The Large Hadron Collider
Precision cooling tubes supplied by Fine Tubes are helping scientists at CERN to understand the nature of our universe.
“Fine Tubes as a company are very constructive and open to new challenges - like performing the high sensitivity leak testing of the tubes. They ensure their products are of the highest specification which is vital, as these tubes carry supercritical helium inside the ultra high vacuum in which the particle beams circulate. Even the smallest leakage of Helium into the vacuum would perturb the functioning of the LHC machine.” Nicolaas Kos, Mechanical Engineer, Technology Department, CERN – the European Organization for Nuclear Research.
Background
The Large Hadron Collider (LHC) is a particle accelerator considered to be the most powerful experimental physics apparatus ever built. Using it to smash sub-atomic particles helps scientists to understand more about the origin of the universe. It can be found at CERN’s facility, buried underground on the Franco-Swiss border.

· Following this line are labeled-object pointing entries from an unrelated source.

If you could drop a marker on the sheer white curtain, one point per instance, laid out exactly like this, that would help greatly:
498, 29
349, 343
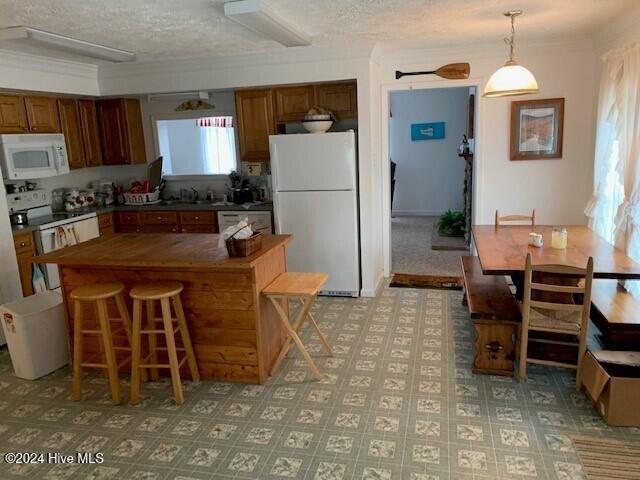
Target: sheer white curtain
218, 144
614, 209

Our present knowledge of particle physics leaves many unanswered questions. Cosmological and astrophysical observations have shown that all of the visible matter in the universe accounts for only 4 per cent of its composition. Physicists are searching for the particles or phenomena responsible for dark matter (23 per cent of the universe) and dark energy (73 per cent). A popular theory is that dark matter is made of neutral - but still undiscovered - supersymmetric particles. It is hoped the LHC will answer many questions about the make-up of the universe. It might prove the existence of dark matter and antimatter, helping determine the origin of mass.
Challenges
The LHC produces head-on collisions between two beams of particles of the same kind - either protons or lead ions. The beams are created by a chain of accelerators and then injected into the LHC, where they travel through a vacuum comparable to interplanetary space. Superconducting magnets operating at extremely low temperatures guide the beams around the ring.
The technology uses superconducting twin-aperture magnets which operate in a superfluid helium bath at 1.98 degrees Kelvin (equivalent to -271 °C). Superfluid helium has a very high thermal conductivity, which makes it an ideal coolant for the refrigeration and stabilisation of large superconducting systems.
You could say that the central part of the LHC is the world’s largest, coldest fridge. At a temperature colder than deep outer space, it contains iron, steel and the all important superconducting coils. The challenge for Fine Tubes was to supply extremely precise tubular components for the LHC beam vacuum system, capable of withstanding the demanding conditions. The cooling tubes had to be made from a material that could handle the extreme temperatures and pressures involved, while providing high metallurgical cleanliness, very strict leak tightness, and exceptionally low levels of inside and outside diameter halogen contamination.
Solutions
Fine Tubes started making the first prototypes for CERN in 1995. We manufacture the components using a specially formulated stainless steel which provides high mechanical strength and very low magnetic permeability at cryogenic temperatures.
The cooling tubes are 4.76mm outside diameter with a wall thickness of just 0.53mm. They form part of the Beam Screens, which are inserted into the beam pipes of the collider’s superconducting magnets. These cooling tubes carry a flow of supercritical helium with a temperature between 5 and 20 degrees Kelvin at a pressure of up to 2.6MPa (380 Psi). We supplied a total of 110km of precision tubing for the Large Hadron Collider in straight lengths of up to 15.8m each.
Next steps
The LHC is now operating and data is successfully being collected and analysed using a worldwide network of computers called The Grid - tens of thousands of computers that help CERN’s scientists process data from the experiments and create a vast global computing resource for the LHC experiments. Plans are currently underway for an upgrade to the LHC which will improve the performance of CERN’s accelerator complex. For more information about the latest developments go to www.cern.ch
About CERN
CERN, the European Organization for Nuclear Research, was founded in 1954. Based near Geneva, it is the biggest particle physics laboratory in the world and has become a prime example of international collaboration with currently 20 member states contributing. Researching at the frontiers of science, CERN helps to push back the boundaries of technology and the results, in areas from computing to materials science, will have much broader applications. For instance, the World Wide Web was invented at CERN to help particle physicists around the world to communicate.
At present, member states include Austria, Belgium, Bulgaria, the Czech Republic, Denmark, Finland, France, Germany, Greece, Hungary, Italy, the Netherlands, Norway, Poland, Portugal, Slovakia, Spain, Sweden, Switzerland and the United Kingdom. Romania is currently a candidate to enter the collaboration, and Israel is an associate member.